The Ministry of Industry and Trade proposes temporarily applying a purchase price of VND671 (US$0.026) per kWh for excess self-generated rooftop solar power fed into the grid.
Installing roof-top solar power. Photo: Hoang Anh/The Hanoi Times |
Earlier, to encourage the development of clean energy, Deputy Prime Minister Tran Hong Ha instructed the Ministry of Industry and Trade to pilot a program allowing excess self-generated rooftop solar power to be sold to the national grid, with a cap of 10% of total capacity. The ministry has also been asked to set a purchase price for the excess electricity from self-generated rooftop solar systems.
In a report dated July 11, the Ministry of Industry and Trade presented several pricing options. The first option sets the purchase price based on the average annual avoidable cost tariff schedule issued by the Ministry. The avoidable cost rate is the cost of producing 1 kWh, adjusted for time of use and regional and seasonal variations. It applies to small renewable energy plants, such as small hydropower plants, without specific tariffs.

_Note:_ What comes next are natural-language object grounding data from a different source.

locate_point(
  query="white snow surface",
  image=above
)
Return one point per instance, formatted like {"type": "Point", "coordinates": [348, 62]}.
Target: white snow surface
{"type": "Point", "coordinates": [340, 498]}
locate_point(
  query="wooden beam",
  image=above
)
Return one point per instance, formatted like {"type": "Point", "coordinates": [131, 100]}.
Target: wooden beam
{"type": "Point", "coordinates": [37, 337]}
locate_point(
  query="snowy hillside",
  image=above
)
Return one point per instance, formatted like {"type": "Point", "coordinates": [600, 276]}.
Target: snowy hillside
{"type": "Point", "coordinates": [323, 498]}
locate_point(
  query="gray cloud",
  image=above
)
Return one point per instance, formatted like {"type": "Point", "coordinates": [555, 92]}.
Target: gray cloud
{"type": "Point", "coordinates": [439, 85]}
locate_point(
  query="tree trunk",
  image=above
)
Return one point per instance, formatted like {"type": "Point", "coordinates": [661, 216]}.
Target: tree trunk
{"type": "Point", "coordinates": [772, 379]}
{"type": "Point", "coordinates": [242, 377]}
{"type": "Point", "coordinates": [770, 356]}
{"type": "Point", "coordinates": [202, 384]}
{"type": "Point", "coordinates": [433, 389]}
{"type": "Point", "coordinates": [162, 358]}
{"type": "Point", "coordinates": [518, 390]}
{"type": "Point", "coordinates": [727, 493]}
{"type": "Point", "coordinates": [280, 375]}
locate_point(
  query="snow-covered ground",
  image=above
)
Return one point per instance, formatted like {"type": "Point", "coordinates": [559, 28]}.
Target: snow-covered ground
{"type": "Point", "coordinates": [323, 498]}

The second alternative is to base the price on the System Marginal Price (SMP) for each hour (excluding capacity market prices - CAN) minus the distribution cost per kWh. This price reflects the cost of the last generating unit or plant dispatched to the system.
However, the ministry concluded that there is no suitable method for setting a price for surplus electricity, making it difficult to justify the use of either of the proposed options.

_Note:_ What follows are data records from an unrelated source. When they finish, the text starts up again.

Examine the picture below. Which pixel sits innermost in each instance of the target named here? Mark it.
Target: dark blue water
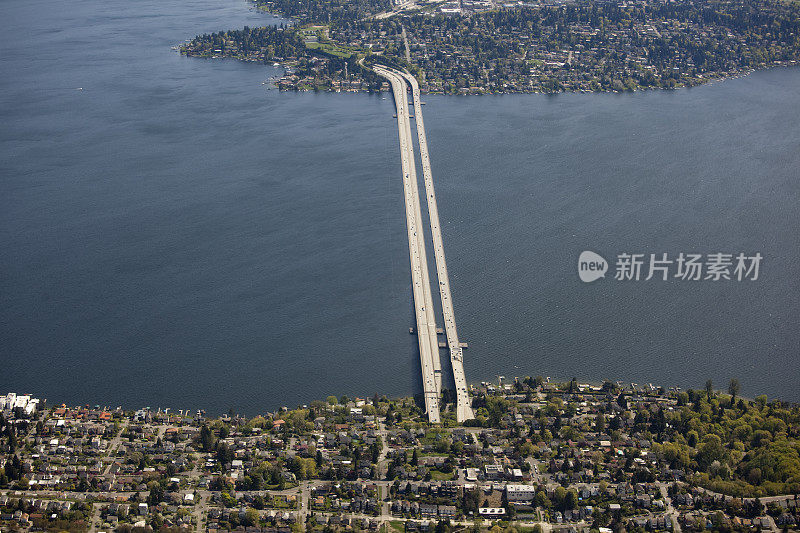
(176, 234)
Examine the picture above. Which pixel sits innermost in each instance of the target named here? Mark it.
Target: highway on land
(423, 301)
(463, 407)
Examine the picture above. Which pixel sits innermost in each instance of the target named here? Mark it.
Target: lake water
(175, 234)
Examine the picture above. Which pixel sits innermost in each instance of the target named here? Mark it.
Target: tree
(733, 389)
(207, 439)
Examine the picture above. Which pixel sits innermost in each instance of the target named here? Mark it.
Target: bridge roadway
(423, 301)
(463, 404)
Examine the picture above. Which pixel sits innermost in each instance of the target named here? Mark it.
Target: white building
(520, 493)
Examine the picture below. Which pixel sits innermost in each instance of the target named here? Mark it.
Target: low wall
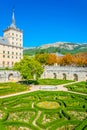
(67, 73)
(9, 75)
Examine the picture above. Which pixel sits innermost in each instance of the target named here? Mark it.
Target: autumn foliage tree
(52, 59)
(79, 59)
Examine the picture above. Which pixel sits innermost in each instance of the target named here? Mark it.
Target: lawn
(9, 88)
(78, 87)
(43, 110)
(49, 81)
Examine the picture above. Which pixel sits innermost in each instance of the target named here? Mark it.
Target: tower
(14, 34)
(11, 44)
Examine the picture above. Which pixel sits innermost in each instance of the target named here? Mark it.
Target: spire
(13, 20)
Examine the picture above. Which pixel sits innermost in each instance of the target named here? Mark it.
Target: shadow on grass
(29, 82)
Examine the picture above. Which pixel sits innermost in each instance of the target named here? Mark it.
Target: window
(7, 63)
(3, 63)
(3, 56)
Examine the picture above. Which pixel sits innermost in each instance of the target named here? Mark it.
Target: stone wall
(9, 76)
(67, 73)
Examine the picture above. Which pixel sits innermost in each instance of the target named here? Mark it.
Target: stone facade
(11, 45)
(9, 76)
(67, 73)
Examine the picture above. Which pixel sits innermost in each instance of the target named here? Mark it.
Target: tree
(66, 60)
(29, 68)
(42, 58)
(52, 59)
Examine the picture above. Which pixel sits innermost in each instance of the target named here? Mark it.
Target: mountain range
(58, 47)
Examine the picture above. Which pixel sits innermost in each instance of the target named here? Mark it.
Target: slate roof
(3, 40)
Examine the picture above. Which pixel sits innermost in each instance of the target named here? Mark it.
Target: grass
(21, 112)
(49, 81)
(9, 88)
(48, 105)
(78, 87)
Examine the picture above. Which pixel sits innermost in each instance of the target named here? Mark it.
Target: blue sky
(46, 21)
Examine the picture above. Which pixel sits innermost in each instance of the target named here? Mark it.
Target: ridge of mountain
(59, 47)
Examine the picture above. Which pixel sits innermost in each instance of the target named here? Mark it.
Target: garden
(78, 87)
(43, 110)
(11, 87)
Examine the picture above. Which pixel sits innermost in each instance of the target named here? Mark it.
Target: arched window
(75, 77)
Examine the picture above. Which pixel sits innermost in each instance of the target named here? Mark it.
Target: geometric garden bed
(44, 111)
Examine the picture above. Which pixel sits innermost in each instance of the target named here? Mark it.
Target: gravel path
(37, 87)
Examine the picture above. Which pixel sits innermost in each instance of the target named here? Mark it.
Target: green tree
(29, 68)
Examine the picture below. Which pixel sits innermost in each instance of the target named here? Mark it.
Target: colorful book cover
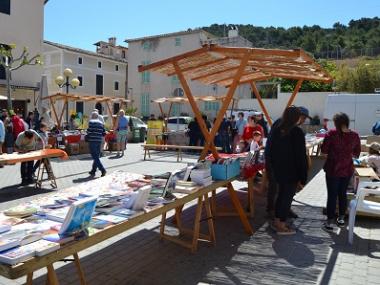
(79, 216)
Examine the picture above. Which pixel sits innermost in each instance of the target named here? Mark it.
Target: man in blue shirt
(95, 134)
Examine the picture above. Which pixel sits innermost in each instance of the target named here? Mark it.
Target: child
(373, 157)
(255, 143)
(9, 139)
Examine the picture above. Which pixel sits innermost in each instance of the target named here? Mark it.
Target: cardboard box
(225, 171)
(72, 148)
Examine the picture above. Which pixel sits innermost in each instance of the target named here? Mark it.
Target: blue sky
(84, 22)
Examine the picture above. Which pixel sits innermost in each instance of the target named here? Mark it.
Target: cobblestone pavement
(312, 256)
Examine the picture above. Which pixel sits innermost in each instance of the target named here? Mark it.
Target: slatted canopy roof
(213, 64)
(207, 98)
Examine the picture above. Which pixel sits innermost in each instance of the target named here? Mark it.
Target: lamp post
(64, 81)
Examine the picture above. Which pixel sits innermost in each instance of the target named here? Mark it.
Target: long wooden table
(72, 248)
(43, 155)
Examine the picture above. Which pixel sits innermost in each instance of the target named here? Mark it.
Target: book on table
(79, 216)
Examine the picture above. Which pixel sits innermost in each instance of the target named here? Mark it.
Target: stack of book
(201, 176)
(185, 187)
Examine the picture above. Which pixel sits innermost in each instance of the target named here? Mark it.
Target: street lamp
(64, 81)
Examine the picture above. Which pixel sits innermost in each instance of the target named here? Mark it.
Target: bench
(177, 148)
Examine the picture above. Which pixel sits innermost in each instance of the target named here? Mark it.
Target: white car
(180, 123)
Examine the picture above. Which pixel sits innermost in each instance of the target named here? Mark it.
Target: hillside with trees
(359, 39)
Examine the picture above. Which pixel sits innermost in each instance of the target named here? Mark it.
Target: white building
(99, 74)
(21, 23)
(146, 86)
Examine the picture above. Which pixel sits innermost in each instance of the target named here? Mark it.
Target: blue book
(79, 216)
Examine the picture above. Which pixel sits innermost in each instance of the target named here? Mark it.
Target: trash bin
(136, 135)
(142, 134)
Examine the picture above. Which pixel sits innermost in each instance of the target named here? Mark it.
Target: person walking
(28, 141)
(289, 164)
(95, 134)
(239, 125)
(340, 145)
(121, 132)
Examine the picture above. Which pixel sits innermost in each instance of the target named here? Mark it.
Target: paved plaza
(312, 256)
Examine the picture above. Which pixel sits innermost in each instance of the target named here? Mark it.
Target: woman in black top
(289, 162)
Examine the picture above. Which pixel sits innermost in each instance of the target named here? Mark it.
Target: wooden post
(239, 209)
(226, 102)
(79, 269)
(261, 103)
(52, 276)
(295, 91)
(197, 113)
(63, 111)
(55, 112)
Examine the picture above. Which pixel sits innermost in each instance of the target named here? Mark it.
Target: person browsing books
(28, 141)
(95, 134)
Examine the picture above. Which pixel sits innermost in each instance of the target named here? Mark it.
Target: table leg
(79, 269)
(251, 200)
(29, 278)
(162, 226)
(239, 209)
(197, 225)
(210, 221)
(52, 276)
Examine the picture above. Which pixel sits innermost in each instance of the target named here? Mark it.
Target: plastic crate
(225, 171)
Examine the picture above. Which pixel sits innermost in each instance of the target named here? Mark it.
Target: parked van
(363, 110)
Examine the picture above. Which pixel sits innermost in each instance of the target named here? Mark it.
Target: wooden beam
(261, 103)
(227, 101)
(303, 77)
(202, 124)
(295, 91)
(214, 73)
(173, 59)
(257, 51)
(191, 68)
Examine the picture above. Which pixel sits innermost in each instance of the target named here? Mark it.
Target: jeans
(284, 200)
(27, 170)
(336, 189)
(95, 154)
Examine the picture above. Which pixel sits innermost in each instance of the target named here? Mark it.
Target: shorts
(121, 136)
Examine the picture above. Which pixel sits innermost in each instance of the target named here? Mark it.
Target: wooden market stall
(230, 67)
(58, 114)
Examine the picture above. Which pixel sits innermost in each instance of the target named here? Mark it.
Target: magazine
(79, 216)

Therefore, the authorities propose a temporary purchase price of VND600-700 per kWh for excess power fed into the grid, or VND671 per kWh (based on the average avoidable cost tariff schedule for 2023). This rate is 58-63% lower than the current purchase prices for transitional renewable energy projects, ranging from VND1,587 to 1,816 ($0.062-0.071) per kWh.

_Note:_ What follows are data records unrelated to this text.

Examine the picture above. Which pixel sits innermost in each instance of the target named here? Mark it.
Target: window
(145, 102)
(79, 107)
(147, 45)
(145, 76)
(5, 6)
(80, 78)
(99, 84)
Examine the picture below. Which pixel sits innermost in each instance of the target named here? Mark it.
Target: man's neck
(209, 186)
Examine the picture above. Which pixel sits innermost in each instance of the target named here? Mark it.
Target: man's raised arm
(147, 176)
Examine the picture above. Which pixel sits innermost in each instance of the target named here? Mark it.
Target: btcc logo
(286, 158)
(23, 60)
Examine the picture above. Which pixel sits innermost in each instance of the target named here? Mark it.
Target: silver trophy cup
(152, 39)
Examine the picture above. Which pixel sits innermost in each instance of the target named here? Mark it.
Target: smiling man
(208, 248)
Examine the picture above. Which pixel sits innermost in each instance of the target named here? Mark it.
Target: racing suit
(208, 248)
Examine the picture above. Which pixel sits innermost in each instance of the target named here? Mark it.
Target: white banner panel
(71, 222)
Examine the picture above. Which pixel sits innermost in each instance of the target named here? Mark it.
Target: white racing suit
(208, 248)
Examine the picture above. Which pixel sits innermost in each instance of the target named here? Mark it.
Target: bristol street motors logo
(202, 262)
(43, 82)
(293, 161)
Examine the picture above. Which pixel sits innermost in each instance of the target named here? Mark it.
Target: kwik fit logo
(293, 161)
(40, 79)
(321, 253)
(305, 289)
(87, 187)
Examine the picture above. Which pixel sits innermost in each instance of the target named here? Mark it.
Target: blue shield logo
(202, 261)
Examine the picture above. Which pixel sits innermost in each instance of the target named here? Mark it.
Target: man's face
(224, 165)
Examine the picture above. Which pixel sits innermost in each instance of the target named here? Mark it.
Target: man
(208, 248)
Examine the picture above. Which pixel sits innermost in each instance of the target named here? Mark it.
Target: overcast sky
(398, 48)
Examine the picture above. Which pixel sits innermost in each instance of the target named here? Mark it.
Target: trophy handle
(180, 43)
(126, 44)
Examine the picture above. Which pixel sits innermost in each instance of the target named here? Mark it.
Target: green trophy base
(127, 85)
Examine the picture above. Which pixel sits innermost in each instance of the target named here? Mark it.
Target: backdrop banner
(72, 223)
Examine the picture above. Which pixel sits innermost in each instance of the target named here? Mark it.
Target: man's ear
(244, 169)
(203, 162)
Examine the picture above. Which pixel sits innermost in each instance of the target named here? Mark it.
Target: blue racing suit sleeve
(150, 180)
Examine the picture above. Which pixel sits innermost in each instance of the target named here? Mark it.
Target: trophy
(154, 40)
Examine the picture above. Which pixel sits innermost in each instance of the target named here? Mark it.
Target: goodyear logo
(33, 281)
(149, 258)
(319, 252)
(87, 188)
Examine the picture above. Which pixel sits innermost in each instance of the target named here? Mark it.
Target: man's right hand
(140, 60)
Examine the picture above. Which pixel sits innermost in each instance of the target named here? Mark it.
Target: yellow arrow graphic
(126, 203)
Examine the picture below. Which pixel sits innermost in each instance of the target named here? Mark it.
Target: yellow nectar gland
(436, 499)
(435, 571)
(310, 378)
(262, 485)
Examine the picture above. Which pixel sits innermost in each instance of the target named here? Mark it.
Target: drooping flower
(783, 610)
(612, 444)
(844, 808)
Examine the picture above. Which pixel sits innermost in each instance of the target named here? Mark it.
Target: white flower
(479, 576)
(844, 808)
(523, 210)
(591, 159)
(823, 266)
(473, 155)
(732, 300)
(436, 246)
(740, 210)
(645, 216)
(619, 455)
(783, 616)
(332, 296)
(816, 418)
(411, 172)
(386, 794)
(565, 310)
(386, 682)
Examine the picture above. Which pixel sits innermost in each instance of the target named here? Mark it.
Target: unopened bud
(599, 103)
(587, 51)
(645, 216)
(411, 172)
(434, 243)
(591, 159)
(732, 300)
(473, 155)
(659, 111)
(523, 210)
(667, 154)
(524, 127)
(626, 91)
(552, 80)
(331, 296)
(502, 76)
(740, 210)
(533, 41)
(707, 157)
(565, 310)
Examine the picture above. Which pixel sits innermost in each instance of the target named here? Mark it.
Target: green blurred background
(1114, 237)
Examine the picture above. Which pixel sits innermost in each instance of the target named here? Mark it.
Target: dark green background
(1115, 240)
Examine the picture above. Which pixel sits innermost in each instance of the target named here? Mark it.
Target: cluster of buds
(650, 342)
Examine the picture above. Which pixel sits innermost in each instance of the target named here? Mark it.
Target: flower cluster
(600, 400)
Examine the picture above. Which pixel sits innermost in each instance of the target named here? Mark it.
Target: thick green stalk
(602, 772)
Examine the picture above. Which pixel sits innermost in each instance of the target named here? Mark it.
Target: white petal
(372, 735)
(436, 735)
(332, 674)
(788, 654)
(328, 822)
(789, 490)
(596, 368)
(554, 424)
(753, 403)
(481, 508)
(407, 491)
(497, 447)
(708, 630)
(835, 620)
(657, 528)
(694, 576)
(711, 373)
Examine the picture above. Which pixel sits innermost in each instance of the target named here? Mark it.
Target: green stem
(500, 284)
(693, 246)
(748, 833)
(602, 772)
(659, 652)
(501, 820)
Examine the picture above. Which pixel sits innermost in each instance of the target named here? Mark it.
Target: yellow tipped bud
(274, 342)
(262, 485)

The Ministry of Industry and Trade suggests this price could be adjusted annually to align with the development of the electricity system. This approach is simple, easy to implement, and cost-effective for EVN.
Regarding the pilot project to purchase up to 10% of the total capacity of surplus power, the Ministry noted that this would incur high costs since consumers would need to install devices to limit export and subsequently deter investment.
Thus, the ministry proposes purchasing no more than 10% of the total excess electricity fed into the grid. This aims to encourage investment, simplify implementation, save investment costs, and avoid negative outcomes and waste of social resources.
Vietnam has around 103,000 rooftop solar projects with a total installed capacity of over 9,500 MW.
According to the National Power Development Plan VIII (PDP8), the capacity of this source is expected to increase by 2,600 MW or cover 50% of office buildings and households by 2030.
Previously, during the drafting stage, the ministry had stated that it was not keen on buying excess self-generated rooftop solar power due to its instability and dependence on weather conditions. The ministry had proposed to purchase excess production at a price of zero dong. However, feedback from experts suggested allowing consumers to sell excess power to the grid, with regulatory limits on the surplus to prevent policy abuse, particularly in industrial zones and clusters.